Paul again returns to redirecting the motive for obedience to our identity in Christ. He wants us to see how our identity should produce conformity to Christ.

As I said at the opening of this sermon, the whole drive of this section of Scripture is to demonstrate the force behind Paul’s opening question in verse two: How can we who died to sin still live in it?

If you’re a born-again Christian, united to Christ by faith, you are in union with Christ, who has overcome the condemning power of sin. How can you still be entertained by filth?
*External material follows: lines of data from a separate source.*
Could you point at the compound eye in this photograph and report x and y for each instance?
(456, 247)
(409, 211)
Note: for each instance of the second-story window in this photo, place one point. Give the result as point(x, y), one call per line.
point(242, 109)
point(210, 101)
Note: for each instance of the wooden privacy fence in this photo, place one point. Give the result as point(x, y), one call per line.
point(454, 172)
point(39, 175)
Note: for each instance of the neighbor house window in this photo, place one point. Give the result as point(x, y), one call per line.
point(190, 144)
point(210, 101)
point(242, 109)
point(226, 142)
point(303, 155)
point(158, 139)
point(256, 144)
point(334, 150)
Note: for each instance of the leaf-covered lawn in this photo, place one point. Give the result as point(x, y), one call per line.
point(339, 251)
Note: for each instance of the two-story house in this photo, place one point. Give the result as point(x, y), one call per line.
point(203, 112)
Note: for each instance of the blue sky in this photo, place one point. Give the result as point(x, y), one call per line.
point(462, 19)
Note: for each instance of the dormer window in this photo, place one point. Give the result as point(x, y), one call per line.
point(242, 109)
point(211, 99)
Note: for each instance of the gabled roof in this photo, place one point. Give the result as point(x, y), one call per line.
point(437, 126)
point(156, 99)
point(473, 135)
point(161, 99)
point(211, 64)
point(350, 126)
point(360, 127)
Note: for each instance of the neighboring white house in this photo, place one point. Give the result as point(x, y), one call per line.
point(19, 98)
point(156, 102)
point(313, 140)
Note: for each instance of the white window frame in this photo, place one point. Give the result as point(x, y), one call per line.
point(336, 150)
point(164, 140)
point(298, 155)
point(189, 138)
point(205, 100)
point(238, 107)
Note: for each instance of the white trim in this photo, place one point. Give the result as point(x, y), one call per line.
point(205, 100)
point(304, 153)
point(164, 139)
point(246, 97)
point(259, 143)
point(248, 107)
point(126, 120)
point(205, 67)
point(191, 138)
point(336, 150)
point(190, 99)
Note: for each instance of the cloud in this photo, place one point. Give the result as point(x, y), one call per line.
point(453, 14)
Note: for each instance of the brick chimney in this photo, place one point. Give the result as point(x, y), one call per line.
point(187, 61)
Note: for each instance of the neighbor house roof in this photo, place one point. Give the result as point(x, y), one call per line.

How can you still look at inappropriate content online, how can you still get drunk, how can you still yell at your family, how can you still refuse to submit to your husband, how can you who died to the power and influence of sin still live in it?

Again, what Paul is telling us here is that: His relationship to the Law is your relationship to the Law, His relationship to sin becomes your relationship to sin, and His relationship to death is your relationship to death. What belongs to Christ also belongs to us.

So, if you’ve realized you’re not good, and you’ve repented of your sin, and you’ve realized that you’re not righteous but need the righteousness of Christ applied to you by faith, recognize who you are in Christ. You are no longer a slave to sin but a slave to Christ.